La direttiva europea sulle case energeticamente efficienti e il Piano Casa del Governo rappresentano una grande opportunità per la provincia di Salerno, ma servono regole chiare, controlli efficaci e sicurezza nei cantieri. È quanto sostiene Giuseppe Marchesano, segretario generale della Filca Cisl Salerno, che vede nella provincia un potenziale modello di rigenerazione urbana, sviluppo sostenibile e inclusione sociale.

«L’Italia è in ritardo – afferma Marchesano – e deve trasformare un obbligo europeo in una politica industriale capace di rilanciare le costruzioni e ridurre le disuguaglianze».

Secondo il sindacalista, gli incentivi edilizi hanno prodotto crescita e regolarità nel settore, ma anche distorsioni. Ora occorre ripartire con agevolazioni più giuste e mirate, differenziate dal 40 al 100% in base al reddito, allo stato energetico e alla sicurezza degli edifici, privilegiando prime case e famiglie in difficoltà, anche nelle aree interne.

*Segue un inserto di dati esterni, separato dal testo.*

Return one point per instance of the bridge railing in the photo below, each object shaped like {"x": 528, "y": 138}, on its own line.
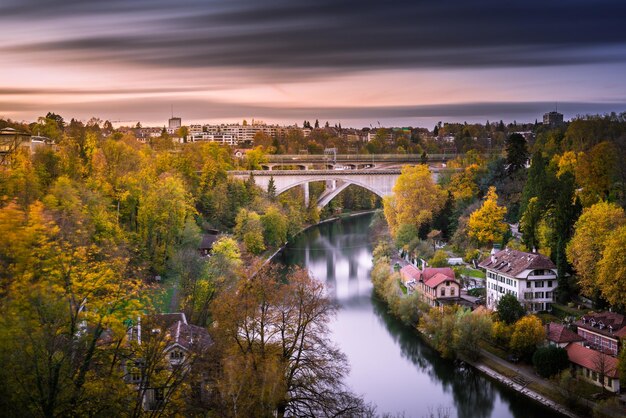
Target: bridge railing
{"x": 295, "y": 158}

Marchesano propone un mix di strumenti, tra contributi diretti, agevolazioni fiscali e partenariati pubblico-privati, per sostenere gli investimenti senza appesantire i conti pubblici. Centrale, sottolinea, il tema dei controlli preventivi: «Serve trasparenza, con sportelli dedicati, piattaforme digitali e personale qualificato».

Altro punto chiave è la sicurezza sul lavoro: «Nel nostro territorio si sono verificati incidenti anche gravi. La qualità dello sviluppo si misura dalla tutela della vita nei cantieri».

La strada per Salerno, aggiunge, passa dalla rigenerazione urbana e non dal consumo di nuovo suolo: recupero degli edifici, messa in sicurezza e abitazioni accessibili per giovani e famiglie. «Riqualificare aree dismesse significa unire efficienza, sostenibilità e coesione sociale».

Marchesano conclude guardando al futuro: «Il 2026 sarà l’anno chiave. Se costruiremo controlli solidi e incentivi equi, la provincia di Salerno potrà diventare un modello nazionale di riconversione energetica e crescita inclusiva».